Tokkieren (vom ital. toccare, berühren), in der Malerei die Farben in kurzen Pinselstrichen auftragen, wobei der Pinsel fast wie ein Bleistift in Anwendung gebracht wird.

Tököly, Emmerich, Graf von, ungar. Parteigänger von serb. Abkunft, geb. 1656 auf dem Schlosse Kesmark in Ungarn, floh nach dem Tode seines Vaters (1670), der als Teilnehmer an der ungar. Magnatenverschwörung (s. Frangipani) geächtet war, nach Siebenbürgen, focht seit 1678 an der Spitze der ungar. Mißvergnügten gegen Leopold I. und eroberte mehrere Festungen und Bergstädte, so daß der Kaiser 1681 auf dem Reichstag zu Ödenburg mit ihm unterhandelte. Trotzdem begannen die Unruhen von neuem, die insgeheim von den Türken unterstützt wurden. T. eroberte 1682 Kaschau, und als der Krieg zwischen dem Kaiser und der Pforte offen ausbrach, ließ er sich von dem Sultan zum Fürsten von Oberungarn ernennen und zog mit den Türken gegen Wien (1683). Obgleich die österr. Armee siegreich in Ungarn vordrang, setzte T. den Krieg mit wenigen Getreuen fort, wurde aber 17. Aug. 1684 in seinem Lager überfallen und konnte sich nur mit Mühe retten. Von nun an war T. ohne festen Boden in Ungarn. Nach einem erfolglosen Einfall in Siebenbürgen (1690), zu dessen Fürsten ihn die Pforte bestimmt hatte, schlug er im Jan. 1691 den Prinzen August von Hannover bei Teres, mußte aber bald aufs neue in die Walachei zurückweichen. Bei der Niederlage der Türken bei Slankamen 1691 befehligte T. die türk. Reiterei, und auch später nahm er fortdauernd an allen Kämpfen der Türken gegen Österreich teil; 1699 begab er sich nach Konstantinopel. Der Sultan verlieh ihm mehrere Güter und den Titel eines Fürsten von Vidin. Er starb 1705 auf einem Landgute bei Nikomedien in Kleinasien.

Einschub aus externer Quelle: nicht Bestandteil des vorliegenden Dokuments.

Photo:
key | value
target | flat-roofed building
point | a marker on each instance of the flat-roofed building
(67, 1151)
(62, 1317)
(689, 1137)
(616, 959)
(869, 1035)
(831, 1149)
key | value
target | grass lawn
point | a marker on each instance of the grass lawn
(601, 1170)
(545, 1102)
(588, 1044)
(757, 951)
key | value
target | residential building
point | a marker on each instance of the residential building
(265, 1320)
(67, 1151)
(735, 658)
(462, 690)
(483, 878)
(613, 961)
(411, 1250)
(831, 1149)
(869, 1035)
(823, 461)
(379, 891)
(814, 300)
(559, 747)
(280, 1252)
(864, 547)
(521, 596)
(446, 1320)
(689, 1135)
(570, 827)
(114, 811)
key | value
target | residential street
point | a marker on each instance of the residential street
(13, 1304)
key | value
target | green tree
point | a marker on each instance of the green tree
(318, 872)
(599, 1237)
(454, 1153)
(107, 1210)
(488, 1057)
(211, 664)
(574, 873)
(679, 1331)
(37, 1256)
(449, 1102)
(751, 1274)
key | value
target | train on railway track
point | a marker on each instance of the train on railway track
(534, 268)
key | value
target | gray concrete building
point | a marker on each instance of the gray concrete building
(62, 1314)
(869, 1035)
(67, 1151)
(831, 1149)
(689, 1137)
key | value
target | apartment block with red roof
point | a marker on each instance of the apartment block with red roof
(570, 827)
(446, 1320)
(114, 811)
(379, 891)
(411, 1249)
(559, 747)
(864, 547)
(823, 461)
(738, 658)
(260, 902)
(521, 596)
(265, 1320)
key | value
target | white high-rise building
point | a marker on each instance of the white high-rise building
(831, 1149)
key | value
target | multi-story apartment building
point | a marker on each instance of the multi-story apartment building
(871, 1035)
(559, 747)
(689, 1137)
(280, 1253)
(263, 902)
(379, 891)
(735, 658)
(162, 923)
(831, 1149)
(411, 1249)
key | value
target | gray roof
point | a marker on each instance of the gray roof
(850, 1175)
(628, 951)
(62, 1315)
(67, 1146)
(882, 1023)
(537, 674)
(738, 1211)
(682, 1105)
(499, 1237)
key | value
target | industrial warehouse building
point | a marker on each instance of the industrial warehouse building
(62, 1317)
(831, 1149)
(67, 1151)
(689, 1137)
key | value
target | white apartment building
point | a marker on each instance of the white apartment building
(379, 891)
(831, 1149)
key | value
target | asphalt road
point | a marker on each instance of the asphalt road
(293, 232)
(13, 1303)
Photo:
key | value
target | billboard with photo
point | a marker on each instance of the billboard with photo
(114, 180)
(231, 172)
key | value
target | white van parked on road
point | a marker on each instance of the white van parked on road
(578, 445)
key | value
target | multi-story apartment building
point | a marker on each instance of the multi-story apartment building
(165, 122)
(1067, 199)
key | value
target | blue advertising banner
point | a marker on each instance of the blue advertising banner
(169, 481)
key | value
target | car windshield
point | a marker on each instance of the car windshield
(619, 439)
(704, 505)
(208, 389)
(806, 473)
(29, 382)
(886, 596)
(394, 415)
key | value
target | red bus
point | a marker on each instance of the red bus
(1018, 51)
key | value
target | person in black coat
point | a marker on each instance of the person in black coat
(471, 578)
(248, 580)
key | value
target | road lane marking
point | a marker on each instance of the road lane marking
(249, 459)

Tokushima, Hauptstadt des gleichnamigen Regierungsbezirks, größte Stadt auf der japan. Insel Shikoku, an der Mündung des Josinagawa, war Sitz des Daimio Hachis(u)ka und hat (1896) 59997 E.

Tola, brit.-ostind. Gold- und Silbergewicht = 180 engl. Troygrän = 11,6638 g.

Tolbiăcum, lat. Name von Zülpich (s. d.).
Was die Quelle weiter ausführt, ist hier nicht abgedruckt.